March 21, 2023

Markets & Free EnterprisePolicy

Highlights From The National Cybersecurity Strategy

By: Caleb Larson

Without a sound strategy for defending itself from cyber threats, America would be unable to protect its citizens, infrastructure, and data from foreign enemies and criminal organizations. That is why it is profoundly important that the new 2023 National Cybersecurity Strategy be evaluated on its merits. A proper foundation is needed for any endeavors seeking to improve the nation’s cybersecurity posture lest they be ineffective and costly. The recently announced strategy contains promising developments in our nation’s approach to cybersecurity and with proper implementation, it may chart an accurate path forward.

Broken up into five pillars, the strategy aims to identify key areas of focus for winning the battle in cyberspace. The first pillar is to defend critical infrastructure. America has seen increasing attacks on critical infrastructure that it relies on to operate everything from oil pipelines to water treatment facilities. These systems are often insecure and vulnerable, allowing dedicated threat actors to compromise at will. If critical infrastructure is not secured properly, America risks allowing cyberattacks that could debilitate the energy grid or poison the water supply. The strategy outlines plans for regulations that will stop the current piecemeal approach that relies on voluntary adoption. It also describes ways to increase the collaboration between critical infrastructure operators and the federal government through scaling existing relationships and clarifying roles for government agencies.

Threat actors are dealt with specifically in pillar two. Disruption efforts against threats can pay off as seen in the disruption of botnets, malicious infrastructure, and data leak sites. However, to be truly effective these campaigns must be frequent and continual as those who wish to take us downare adaptive. It is encouraging to see the strategy call this out directly by saying these disruption campaigns should be “sustained and targeted.” Alongside this acknowledgment are commitments to improve “technological and organizational platforms” and an expansion of the National Cyber Investigative Joint Task Force’s  (NCIJTF) capacity to coordinate it all.

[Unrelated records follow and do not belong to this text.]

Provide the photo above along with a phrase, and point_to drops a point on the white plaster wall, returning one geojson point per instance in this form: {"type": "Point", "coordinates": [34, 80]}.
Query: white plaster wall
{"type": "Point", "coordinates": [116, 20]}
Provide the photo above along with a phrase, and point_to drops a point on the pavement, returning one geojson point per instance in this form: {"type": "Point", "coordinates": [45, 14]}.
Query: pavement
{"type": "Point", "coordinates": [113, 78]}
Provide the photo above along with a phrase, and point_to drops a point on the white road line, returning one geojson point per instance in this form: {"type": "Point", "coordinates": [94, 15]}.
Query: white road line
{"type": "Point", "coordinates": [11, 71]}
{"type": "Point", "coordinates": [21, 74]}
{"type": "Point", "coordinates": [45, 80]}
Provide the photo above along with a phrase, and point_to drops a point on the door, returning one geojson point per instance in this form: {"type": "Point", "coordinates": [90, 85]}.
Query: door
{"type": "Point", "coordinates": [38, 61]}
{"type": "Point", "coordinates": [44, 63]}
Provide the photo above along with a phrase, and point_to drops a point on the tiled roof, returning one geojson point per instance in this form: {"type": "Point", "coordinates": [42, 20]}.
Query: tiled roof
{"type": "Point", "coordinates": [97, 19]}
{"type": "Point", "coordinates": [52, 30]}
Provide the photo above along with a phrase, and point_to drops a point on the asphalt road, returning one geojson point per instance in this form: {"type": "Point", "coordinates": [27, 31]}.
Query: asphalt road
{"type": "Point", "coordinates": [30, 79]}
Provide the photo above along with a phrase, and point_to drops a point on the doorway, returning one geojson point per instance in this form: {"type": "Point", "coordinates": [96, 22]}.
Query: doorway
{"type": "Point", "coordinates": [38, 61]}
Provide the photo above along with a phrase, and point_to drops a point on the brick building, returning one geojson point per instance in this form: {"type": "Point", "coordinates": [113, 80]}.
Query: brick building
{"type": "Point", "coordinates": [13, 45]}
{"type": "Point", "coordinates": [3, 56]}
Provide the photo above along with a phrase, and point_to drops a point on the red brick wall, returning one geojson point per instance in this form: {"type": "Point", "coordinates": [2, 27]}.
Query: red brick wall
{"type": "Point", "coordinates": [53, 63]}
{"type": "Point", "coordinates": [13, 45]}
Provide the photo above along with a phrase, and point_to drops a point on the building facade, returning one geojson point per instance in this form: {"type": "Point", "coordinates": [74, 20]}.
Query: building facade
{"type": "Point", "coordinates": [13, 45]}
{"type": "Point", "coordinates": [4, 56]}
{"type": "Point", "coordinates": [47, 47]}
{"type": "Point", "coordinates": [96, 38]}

It is also nice to see ransomware get called out specifically with emphasis on international collaboration to combat it.

Pillar three is particularly noteworthy because it contains a shift in perspective relating to who is responsible for cybersecurity. The implementation of security in cyberspace is usually after the applications and services are deployed. Security controls are often put in place to deal with vulnerabilities and bugs in software. The strategy rightly identifies the issues that come with bolting on security after the fact and outlines work to help provide security from the start. The main drivers of this will come from the IOT security labeling program, holding software makers liable for insecure products, and using federal contracts to promote security standards.

The foundational technologies of the internet were not built with security in mind. Pillar four seeks to remedy this through setting an example in the federal government by adopting the secure versions of the most insecure technologies. It is hard to see this coming to fruition as it is typically the federal government that is lagging the private sector in innovation, but it is encouraging to see that the strategy takes the issue seriously. Investments in electric grid security and quantum-resistant cryptography are spot on, but pillar four also contains worrisome references to government sponsored digital identity solutions. There should be resistance to the development of digital identity by the federal government as such a system is ripe for totalitarian abuse as has been seen in China with their social credit score system. It is also concerning that the important issue of unfilled cybersecurity positions is being used to promote the divisive equity agenda that seems to pervade everything the Biden Administration does.

The last pillar focuses on the unavoidable international nature of the internet. Partnerships with other nations to promote a safe and open internet are crucial in combating the malfeasance and abuse of adversarial nations. Countering the influence of China in cyberspace will take center stage in the coming years as it seeks to become the chief rival of the United States. Information sharing between the four nations of the Quadrilateral Security Dialogue (United States, India, Japan, Australia) will play an important role in the strategy alongside the cyber coordination of the AUKUS pact between the U.S., Australia, and the United Kingdom.

The lives of Americans are becoming increasingly digitized alongside the systems and infrastructure they rely on for peace and prosperity. A clear vision on how to coordinate and plan for the future is required if America is going to thrive in the internet age. The 2023 National Cybersecurity Strategy builds upon existing efforts to improve America’s cybersecurity and promises to lay out how the nation can advance in such a complex domain. Through its five pillars, the strategy contains plenty of reassurance that the federal government realizes the significance of its role in protecting the nation and its citizens.